## Latent Semantic Analysis

We will demonstrate LSA on a dataset available in the [UCI Machine Learning Repository](https://archive.ics.uci.edu/ml/index.php). The [Reuters-21578 Text Categorization Collection Data Set](https://archive.ics.uci.edu/ml/datasets/Reuters-21578+Text+Categorization+Collection) contains a collection of documents that appeared on Reuters newswire in 1987. It is one of the widely used document collections for text categorization <cite data-cite="reuters21578"></cite>.

According to the description, the data is stored in 22 files in the SGML format, which is a superset of HTML and XML. Using the `BeautifulSoup4` package we will extract the data from SGML files. Then, `NLTK` and `Gensim` will be used for text processing. The following Python libraries are needed to run this notebook:

- gensim==3.8.3
- nltk==3.5
- beautifulsoup4==4.9.1

We will begin by downloading the archive and extracting `.sgm` files.

In [1]:
from urllib.request import urlopen
import tarfile

# download
data = urlopen('https://archive.ics.uci.edu/ml/machine-learning-databases/reuters21578-mld/reuters21578.tar.gz')
with open('data/reuters21578.tar.gz', "wb") as fp:
    fp.write(data.read())
# read
files = []
tar = tarfile.open('data/reuters21578.tar.gz', 'r:gz')
for member in tar.getmembers():
    if member.name.endswith('.sgm'):
        files.append(tar.extractfile(member))

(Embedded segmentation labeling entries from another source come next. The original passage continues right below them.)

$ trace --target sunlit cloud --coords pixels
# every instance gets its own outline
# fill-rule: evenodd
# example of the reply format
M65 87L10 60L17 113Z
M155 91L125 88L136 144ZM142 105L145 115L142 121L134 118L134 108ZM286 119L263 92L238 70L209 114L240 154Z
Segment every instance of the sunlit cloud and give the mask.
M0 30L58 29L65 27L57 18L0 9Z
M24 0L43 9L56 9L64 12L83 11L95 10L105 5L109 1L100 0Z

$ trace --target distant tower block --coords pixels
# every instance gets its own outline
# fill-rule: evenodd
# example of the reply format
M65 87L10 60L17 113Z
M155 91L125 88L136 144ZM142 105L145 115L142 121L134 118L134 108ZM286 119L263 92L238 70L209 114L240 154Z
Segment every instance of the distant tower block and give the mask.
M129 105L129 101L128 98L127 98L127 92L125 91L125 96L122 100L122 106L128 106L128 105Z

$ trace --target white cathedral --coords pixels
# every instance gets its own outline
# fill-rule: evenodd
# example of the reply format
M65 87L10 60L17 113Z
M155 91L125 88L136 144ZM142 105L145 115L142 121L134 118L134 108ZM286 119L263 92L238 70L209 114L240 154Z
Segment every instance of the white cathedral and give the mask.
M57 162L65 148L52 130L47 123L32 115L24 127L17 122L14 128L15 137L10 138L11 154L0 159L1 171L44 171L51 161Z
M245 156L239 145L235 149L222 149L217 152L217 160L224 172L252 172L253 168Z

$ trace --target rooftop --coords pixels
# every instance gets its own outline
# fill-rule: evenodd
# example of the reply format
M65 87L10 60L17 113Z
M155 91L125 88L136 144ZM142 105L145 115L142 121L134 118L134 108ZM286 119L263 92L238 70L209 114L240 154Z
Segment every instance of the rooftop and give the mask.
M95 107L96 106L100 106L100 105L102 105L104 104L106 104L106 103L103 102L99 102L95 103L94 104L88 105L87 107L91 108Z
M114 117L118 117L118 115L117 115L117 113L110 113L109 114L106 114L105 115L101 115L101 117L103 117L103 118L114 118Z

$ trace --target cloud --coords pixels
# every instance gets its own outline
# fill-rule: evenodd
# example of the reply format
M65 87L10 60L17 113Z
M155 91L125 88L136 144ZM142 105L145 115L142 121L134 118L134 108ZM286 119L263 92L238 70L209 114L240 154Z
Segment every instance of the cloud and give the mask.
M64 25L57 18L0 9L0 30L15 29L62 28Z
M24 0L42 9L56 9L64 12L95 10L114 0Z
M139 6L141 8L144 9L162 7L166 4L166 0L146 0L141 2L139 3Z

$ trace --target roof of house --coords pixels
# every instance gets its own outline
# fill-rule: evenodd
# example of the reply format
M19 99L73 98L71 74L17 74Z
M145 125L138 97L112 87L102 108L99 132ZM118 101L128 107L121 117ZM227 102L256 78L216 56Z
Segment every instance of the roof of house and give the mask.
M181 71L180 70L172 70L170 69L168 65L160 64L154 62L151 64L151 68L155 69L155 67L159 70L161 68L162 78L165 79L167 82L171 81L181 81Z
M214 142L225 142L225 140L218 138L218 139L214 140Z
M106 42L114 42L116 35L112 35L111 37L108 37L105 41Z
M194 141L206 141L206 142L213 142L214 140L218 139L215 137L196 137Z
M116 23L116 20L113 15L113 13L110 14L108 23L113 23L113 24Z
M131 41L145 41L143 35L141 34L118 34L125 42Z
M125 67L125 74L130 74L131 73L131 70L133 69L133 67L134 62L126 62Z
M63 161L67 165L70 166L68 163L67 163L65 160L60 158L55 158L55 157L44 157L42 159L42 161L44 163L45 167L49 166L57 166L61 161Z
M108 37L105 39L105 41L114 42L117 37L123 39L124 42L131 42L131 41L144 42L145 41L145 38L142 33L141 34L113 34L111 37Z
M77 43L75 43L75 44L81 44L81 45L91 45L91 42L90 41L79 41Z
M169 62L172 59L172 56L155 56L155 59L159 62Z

With the file objects now stored in `files`, we can proceed to extract the texts from SGML. We will configure the BeautifulSoup library to use the default HTML parser.

The SGML files are structured in such a way that each document is inside a `<TEXT>` element which contains sub-elements such as `<TITLE>`, `<AUTHOR>`, `<BODY>` etc. We will extract the `<TITLE>` and `<BODY>` elements for articles that do not have the `TYPE="BRIEF"` or `TYPE="UNPROC"` as these two contain only the title or are unusual in some fashion.

In [2]:
from bs4 import BeautifulSoup

documents = []
for f in files:
    sgml = BeautifulSoup(f, 'html.parser')
    texts = sgml.findAll('text')
    # filter types
    texts = [x for x in texts if x.attrs.get('type') not in ['BRIEF', 'UNPROC']]
    # find title and body and extract text
    texts = [(x.find('title').get_text(), x.find('body').get_text()) for x in texts]
    # end the title with a full stop and add the body
    texts = ['{}. {}'.format(title, body) for title, body in texts]
    # strip start-of-text and end-of-text ASCII characters and replace newlines with spaces
    texts = [x.strip('\x02\x03').replace('\n', ' ') for x in texts]
    documents.extend(texts)
print(len(documents))

19043


An inspection of the first 300 characters of the first document gives this result:

In [3]:
print(documents[0][:300])

BAHIA COCOA REVIEW. Showers continued throughout the week in the Bahia cocoa zone, alleviating the drought since early January and improving prospects for the coming temporao, although normal humidity levels have not been restored, Comissaria Smith said in its weekly review.     The dry period means


The next step is to perform some basic text preprocessing. First, three NLTK packages need to be downloaded. Then, the documents will be tokenized using the NLTK's `word_tokenize` function which internally performs sentence splitting followed by tokenization.

In [4]:
import nltk
nltk.download('punkt', quiet=True)
nltk.download('wordnet', quiet=True)
nltk.download('averaged_perceptron_tagger', quiet=True)
tokenized_documents = [nltk.tokenize.word_tokenize(doc) for doc in documents]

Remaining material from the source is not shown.